Director: Roger Ross Williams in Brooklyn Sudano | Time to play: 107 minutes | Year: 2023
Eleven years after the death of ‘disco queen’ Donna Summer, a remarkable documentary about her musical life has finally been released. In part due to the involvement of Summer’s daughter, actress and co-director Brooklyn Sudano, the result is intimate and personal. At the same time, the fragmented content and limited musical context raise several questions. I love loving you, Donna Summer go unanswered.
Due to the temporary nature of the disco genre, the musical influence of Donna Summer (1948-2012) is sometimes underestimated. Her powerful voice had the same spirit that Whitney Houston put into her hits, but the musical environment was completely different: the pulsing sounds of I Feel Love were truly revolutionary in the mid-1970s, paving the way for the later breakthrough of music. electronic dance music. .
I love loving You it’s a missed opportunity to give this development a bit more context. No music journalists or other insiders have their say, and I Feel Love’s musical impact is dismissed with a typical superlative (“we’ve never heard anything like it”). It is clear that directors Roger Ross Williams (Life, Animated ]) and Brooklyn Sudano (Summer’s eldest daughter from her second marriage) focus primarily on a profound private portrait, with archival footage and voice-overs from Summer’s relatives serving as the primary guide.
As an eight-year-old girl, Summer says she received a divine revelation while singing to the stars at her parents’ church. A career in gospel music was obvious, but it turned into disco: “When I heard that music, I didn’t dare go to church anymore,” a relative dramatizes the transition.
As sketchy as that distinction sounds musically, the creators sketch out Summer’s enigmatic character on and offstage in a complex way. Already in the first minutes, Summer claims on an archive tape that she has a “secret life” and plays different roles. She then adds that she enters the stage as an actress and doesn’t try to be herself.
Those who watch music documentaries more often won’t be surprised at pop icons leading a masked existence. In Summer’s case, however, that fact raises additional questions, because the documentary doesn’t explicitly clarify why the singer felt that need. The question marks are intriguing, but also a bit frustrating: as a relative stranger, she may get the feeling that she would do well to delve into a series of biographical articles afterwards. Not that there’s anything wrong with that, but you don’t watch a documentary to refer to.

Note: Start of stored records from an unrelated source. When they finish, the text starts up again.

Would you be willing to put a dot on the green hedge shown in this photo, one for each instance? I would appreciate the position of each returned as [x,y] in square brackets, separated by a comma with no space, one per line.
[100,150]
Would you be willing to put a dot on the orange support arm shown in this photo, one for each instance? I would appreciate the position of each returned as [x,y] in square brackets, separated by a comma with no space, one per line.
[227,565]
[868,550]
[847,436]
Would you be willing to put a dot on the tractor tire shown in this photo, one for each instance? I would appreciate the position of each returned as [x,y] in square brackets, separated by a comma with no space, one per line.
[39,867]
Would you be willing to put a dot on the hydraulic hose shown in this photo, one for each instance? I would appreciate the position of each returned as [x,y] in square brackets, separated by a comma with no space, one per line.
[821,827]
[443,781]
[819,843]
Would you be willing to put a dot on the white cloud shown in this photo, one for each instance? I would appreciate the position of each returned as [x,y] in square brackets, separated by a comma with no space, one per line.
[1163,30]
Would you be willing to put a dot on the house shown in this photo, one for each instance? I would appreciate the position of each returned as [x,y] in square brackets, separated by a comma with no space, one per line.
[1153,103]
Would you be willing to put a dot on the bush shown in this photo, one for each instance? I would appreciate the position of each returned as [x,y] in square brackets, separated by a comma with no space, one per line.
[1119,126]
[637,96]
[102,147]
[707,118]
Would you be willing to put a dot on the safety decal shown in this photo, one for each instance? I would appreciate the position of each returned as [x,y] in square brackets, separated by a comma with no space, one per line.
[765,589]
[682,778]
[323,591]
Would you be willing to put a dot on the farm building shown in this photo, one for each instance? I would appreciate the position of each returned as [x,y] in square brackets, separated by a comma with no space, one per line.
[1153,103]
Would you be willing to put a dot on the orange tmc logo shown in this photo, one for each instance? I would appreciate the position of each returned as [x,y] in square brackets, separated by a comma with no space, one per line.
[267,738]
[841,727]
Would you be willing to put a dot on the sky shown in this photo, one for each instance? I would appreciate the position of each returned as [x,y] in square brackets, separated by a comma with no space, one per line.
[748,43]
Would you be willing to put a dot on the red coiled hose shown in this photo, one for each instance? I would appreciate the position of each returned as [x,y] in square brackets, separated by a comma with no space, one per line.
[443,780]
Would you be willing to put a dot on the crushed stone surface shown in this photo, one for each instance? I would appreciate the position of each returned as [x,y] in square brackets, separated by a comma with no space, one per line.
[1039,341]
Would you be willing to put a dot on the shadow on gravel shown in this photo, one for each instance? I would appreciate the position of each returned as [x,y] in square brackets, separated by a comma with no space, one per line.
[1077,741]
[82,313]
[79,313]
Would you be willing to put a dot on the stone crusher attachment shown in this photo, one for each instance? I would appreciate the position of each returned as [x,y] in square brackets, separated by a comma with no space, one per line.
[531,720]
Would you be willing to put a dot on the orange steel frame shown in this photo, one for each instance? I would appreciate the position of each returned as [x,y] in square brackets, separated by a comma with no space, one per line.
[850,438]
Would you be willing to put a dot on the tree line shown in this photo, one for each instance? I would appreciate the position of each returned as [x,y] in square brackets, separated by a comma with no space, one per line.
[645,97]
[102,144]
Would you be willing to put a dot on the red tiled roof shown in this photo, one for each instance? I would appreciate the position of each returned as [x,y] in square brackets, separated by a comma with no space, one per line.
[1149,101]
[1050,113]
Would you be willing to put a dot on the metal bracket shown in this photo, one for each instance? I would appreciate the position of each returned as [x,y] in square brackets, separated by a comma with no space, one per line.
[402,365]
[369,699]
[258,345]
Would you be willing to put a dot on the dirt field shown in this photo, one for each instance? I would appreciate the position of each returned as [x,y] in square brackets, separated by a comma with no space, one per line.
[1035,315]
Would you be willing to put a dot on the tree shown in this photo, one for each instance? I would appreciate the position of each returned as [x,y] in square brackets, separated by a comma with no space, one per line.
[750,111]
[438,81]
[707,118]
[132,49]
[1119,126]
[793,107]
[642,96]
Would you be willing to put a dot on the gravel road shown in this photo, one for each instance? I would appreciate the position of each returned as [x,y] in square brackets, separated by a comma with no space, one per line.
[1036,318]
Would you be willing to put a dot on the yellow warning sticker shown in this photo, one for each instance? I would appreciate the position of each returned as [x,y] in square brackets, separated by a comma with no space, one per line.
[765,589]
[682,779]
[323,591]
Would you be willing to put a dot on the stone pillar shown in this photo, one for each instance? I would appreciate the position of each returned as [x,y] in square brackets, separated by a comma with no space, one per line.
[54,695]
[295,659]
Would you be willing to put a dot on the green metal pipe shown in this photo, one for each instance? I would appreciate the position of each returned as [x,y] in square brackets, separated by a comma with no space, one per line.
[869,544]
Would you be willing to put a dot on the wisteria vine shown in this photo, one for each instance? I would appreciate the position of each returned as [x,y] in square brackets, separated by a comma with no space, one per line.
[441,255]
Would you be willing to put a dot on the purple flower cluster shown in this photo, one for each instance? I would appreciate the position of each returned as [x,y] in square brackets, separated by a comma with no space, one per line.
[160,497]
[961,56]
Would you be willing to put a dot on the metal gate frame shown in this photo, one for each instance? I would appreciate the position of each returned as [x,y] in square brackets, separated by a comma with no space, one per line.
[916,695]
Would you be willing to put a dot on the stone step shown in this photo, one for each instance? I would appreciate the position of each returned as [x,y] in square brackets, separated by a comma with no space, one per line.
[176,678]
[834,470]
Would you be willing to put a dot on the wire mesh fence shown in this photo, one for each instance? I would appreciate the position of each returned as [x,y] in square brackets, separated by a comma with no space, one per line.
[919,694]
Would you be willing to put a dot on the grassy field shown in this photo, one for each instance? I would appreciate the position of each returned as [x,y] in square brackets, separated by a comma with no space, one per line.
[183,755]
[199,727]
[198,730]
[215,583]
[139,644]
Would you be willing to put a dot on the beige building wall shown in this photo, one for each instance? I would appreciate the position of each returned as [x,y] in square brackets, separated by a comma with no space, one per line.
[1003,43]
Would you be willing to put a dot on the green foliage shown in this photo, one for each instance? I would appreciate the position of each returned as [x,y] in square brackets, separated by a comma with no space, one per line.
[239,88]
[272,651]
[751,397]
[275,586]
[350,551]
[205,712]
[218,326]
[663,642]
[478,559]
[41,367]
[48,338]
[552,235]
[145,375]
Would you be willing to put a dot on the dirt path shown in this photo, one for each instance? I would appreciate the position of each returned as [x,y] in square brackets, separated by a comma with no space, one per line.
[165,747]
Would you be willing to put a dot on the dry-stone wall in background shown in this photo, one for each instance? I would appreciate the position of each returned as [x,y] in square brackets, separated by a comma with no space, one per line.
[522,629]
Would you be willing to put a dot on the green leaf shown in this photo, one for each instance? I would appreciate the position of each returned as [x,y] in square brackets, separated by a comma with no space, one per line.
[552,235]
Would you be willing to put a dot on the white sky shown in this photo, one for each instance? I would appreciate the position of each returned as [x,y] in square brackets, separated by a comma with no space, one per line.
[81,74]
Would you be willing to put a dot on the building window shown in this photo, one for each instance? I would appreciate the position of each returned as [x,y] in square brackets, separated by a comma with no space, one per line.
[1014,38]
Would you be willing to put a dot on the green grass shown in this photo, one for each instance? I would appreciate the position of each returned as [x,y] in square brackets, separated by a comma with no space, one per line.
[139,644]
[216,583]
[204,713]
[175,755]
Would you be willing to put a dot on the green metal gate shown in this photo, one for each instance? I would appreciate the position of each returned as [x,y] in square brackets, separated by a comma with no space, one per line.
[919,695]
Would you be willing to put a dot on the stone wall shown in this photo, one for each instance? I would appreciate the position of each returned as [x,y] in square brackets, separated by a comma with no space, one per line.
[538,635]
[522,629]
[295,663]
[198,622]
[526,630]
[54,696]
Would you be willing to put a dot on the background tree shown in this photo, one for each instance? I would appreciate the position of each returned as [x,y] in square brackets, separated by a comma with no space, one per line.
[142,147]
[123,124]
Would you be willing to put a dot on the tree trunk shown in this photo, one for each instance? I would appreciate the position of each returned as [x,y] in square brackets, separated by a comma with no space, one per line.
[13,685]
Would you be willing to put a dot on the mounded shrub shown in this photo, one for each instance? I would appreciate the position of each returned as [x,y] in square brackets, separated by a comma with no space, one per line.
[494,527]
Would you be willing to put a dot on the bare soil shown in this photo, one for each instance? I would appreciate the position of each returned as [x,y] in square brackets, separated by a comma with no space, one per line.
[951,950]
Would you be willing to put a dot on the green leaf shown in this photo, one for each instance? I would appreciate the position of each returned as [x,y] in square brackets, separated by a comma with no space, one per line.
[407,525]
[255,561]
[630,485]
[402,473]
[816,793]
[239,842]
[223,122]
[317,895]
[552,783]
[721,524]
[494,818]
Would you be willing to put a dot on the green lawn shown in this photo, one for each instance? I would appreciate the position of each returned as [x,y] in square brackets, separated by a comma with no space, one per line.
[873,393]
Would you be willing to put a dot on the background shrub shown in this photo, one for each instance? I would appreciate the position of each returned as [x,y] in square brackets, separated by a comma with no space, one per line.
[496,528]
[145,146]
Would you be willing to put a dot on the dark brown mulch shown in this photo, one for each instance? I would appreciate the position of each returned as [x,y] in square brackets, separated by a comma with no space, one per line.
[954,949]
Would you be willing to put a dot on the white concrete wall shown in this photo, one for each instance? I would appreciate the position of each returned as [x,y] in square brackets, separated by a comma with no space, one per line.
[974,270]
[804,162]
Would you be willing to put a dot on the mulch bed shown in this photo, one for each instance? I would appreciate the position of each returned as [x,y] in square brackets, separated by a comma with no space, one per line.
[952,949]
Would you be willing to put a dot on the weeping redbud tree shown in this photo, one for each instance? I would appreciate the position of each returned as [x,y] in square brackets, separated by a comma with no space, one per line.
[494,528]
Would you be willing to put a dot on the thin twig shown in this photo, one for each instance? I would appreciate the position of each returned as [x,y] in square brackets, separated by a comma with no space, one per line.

The calm, attentive visual direction and the various input from family members (Sudano in particular) make up for this, though it’s a shame Sudano doesn’t reflect a little more on his own input. For example, there is a scene (unfortunately too short) in which he looks at various paintings of his mother in a studio.
Anyone interested in Summer’s private life may be disappointed despite the extremely personal approach. Given that the documentary is not sufficiently useful for music lovers and connoisseurs of music history (The last days of the disco so it’s much more instructive), Ross Williams and Sudano thus fail to bring together the best of both worlds. Due to Sudano’s personal involvement and his own chosen approach to Summer’s life, it is mainly the flawed private part that can ultimately blame the creators.
I love loving you, Donna Summer can be seen in hbo max.